Apesar do decidido pelo STJ, a Autora vem, agora, introduzir uma nuance. Como não houve contestação dos réus, tem direito a tais juros remuneratórios.

Entendemos, contudo que não lhe assiste razão.

Nos autos, os RR foram citados pessoalmente e não contestaram. Não se julgaram verificadas excepções dilatórias. Assim sendo, a não «atribuição de força executiva» à petição apenas se poderia alicerçar em ser o pedido manifestamente improcedente.

A manifesta improcedência reconduzir-se-á a casos em que a tese propugnada pelo autor não tenha possibilidade de ser acolhida face à lei em vigor e à interpretação que dela façam a doutrina e a jurisprudência (Vide Abrantes Geraldes, Temas da Reforma do Processo Civil, Vol. III, 2ª Ed., pág. 162).

Salvador da Costa, em A Injunção e as Conexas Acção e Execução, 6ª Ed., pág. 105, refere que a pretensão formulada pelo autor é manifestamente improcedente ou manifestamente inviável porque a lei a não comporta ou porque os factos apurados, face ao direito a não justificam, acrescentando que a ideia de manifesta improcedência corresponde à de ostensiva inviabilidade o que raro se verifica, pelo que o juiz tem de ser muito prudente na formulação do juízo de insucesso.

A decisão da 1ª instância, como vimos, apoiou-se no referido AUJ nº 7/2009, para concluir não assistir à Autora o direito aos juros remuneratórios incluídos nas prestações posteriores a 10.5.2008.

Sendo verdade que a jurisprudência uniformizada não é obrigatória, ela estabelece, contudo, um precedente judicial persuasivo (Castro Mendes, Recursos, Ed. de 1980 da AAFDL, pág. 114), contribuindo tal decisão para «a unidade da ordem jurídica, face à autoridade que normalmente anda ligada às decisões dos supremos tribunais, designadamente quando eles se reúnem em pleno ou em plenário de secções para solucionar divergências jurisprudenciais» (Amâncio Ferreira, Manual dos Recursos em Processo Civil, 9ª Ed., pág. 304).

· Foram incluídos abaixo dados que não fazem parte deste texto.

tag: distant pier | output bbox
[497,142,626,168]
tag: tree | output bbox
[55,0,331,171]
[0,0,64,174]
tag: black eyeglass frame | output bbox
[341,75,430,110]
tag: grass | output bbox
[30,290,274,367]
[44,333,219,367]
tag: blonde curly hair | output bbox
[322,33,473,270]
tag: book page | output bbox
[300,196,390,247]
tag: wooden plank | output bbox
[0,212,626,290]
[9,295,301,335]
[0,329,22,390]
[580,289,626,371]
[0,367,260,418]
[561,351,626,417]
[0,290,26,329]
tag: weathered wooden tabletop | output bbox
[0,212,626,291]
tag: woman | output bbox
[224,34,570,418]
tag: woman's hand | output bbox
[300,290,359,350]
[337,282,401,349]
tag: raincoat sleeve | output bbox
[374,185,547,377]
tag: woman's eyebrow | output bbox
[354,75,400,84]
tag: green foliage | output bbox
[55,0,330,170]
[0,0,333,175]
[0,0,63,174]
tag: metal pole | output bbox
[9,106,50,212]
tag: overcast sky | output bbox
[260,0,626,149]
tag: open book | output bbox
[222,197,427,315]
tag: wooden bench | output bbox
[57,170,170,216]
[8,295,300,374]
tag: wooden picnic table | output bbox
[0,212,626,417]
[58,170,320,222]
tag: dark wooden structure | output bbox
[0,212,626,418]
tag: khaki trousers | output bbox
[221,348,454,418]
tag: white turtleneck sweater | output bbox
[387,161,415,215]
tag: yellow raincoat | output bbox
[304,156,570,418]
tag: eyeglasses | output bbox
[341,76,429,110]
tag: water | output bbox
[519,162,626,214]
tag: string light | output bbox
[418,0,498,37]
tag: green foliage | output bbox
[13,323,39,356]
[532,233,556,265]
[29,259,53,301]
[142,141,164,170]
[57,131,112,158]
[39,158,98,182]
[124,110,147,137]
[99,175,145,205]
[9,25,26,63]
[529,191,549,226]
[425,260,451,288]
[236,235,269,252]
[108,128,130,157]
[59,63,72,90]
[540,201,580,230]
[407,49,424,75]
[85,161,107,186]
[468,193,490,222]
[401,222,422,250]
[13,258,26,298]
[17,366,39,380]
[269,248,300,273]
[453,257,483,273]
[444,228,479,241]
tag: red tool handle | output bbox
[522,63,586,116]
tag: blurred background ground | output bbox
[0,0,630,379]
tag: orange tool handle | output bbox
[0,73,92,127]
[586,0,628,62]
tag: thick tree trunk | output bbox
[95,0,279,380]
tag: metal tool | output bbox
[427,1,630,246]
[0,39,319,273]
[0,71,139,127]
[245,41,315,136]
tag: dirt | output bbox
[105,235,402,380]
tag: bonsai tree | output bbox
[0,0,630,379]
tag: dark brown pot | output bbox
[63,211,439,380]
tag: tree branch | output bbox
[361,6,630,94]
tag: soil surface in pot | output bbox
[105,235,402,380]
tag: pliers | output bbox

Não sendo o acórdão proferido na revista ampliada vinculativo para os tribunais judiciais, estes podem afastar-se, na apreciação de uma questão concreta, da jurisprudência uniformizada, mas, nessa hipótese, é sempre admissível recurso da decisão proferida contra a orientação jurisprudencial (art.º 678º, nº 2, c), do CPC), pelo que, assim, o Supremo é necessariamente chamado a reponderar a jurisprudência uniformizada, sempre que a Relação tenha proferido uma decisão com orientação divergente.

Ora, sendo este o modelo em que se desenha a uniformização de jurisprudência, teremos que concluir que, pese embora a anterior divergência jurisprudencial sobre a questão, tendo sido proferido AUJ, muito recentemente, no sentido supra apontado, ele é tendencialmente vinculativo para a interpretação a levar a cabo pelos tribunais sobre tal questão.

Não vendo razões para nos desviarmos do rumo traçado por tal AUJ, o peticionado pela A., nos precisos termos pretendidos, no que concerne aos juros remuneratórios que integravam as prestações posteriores a 10.5.2008, manifestamente não poderia proceder.

Foi, por isso, acertada a decisão recorrida, ao julgar nos precisos termos em que o fez (vide em sentido semelhante os Acds. da Relação de Lisboa, de 21.1.10, Proc.1353/09.0TJLSB, e de 16.7.09, Proc.1256/08.6TBAGH, in www.dgsi.pt).

3.Sumaria-se o Acórdão nos seguintes termos:

i)Na acção declarativa com processo especial para cumprimento de obrigações pecuniárias emergentes de contratos, nos termos do DL 269/98, de 1.9, o Juiz não pode conferir força executiva à petição inicial, se concluir que a pretensão é manifestamente improcedente em parte;

ii)Impõe-se esse juízo conclusivo, quando sobre determinada questão colocada na petição inicial, foi, recentemente, proferido pelo Supremo Tribunal de Justiça, Acórdão Uniformizador, em sentido contrário á pretensão da recorrente e que não se coaduna com a integral procedência dessa pretensão.


IV – Decisão

Pelo exposto, julga-se o recurso improcedente, confirmando-se a decisão recorrida.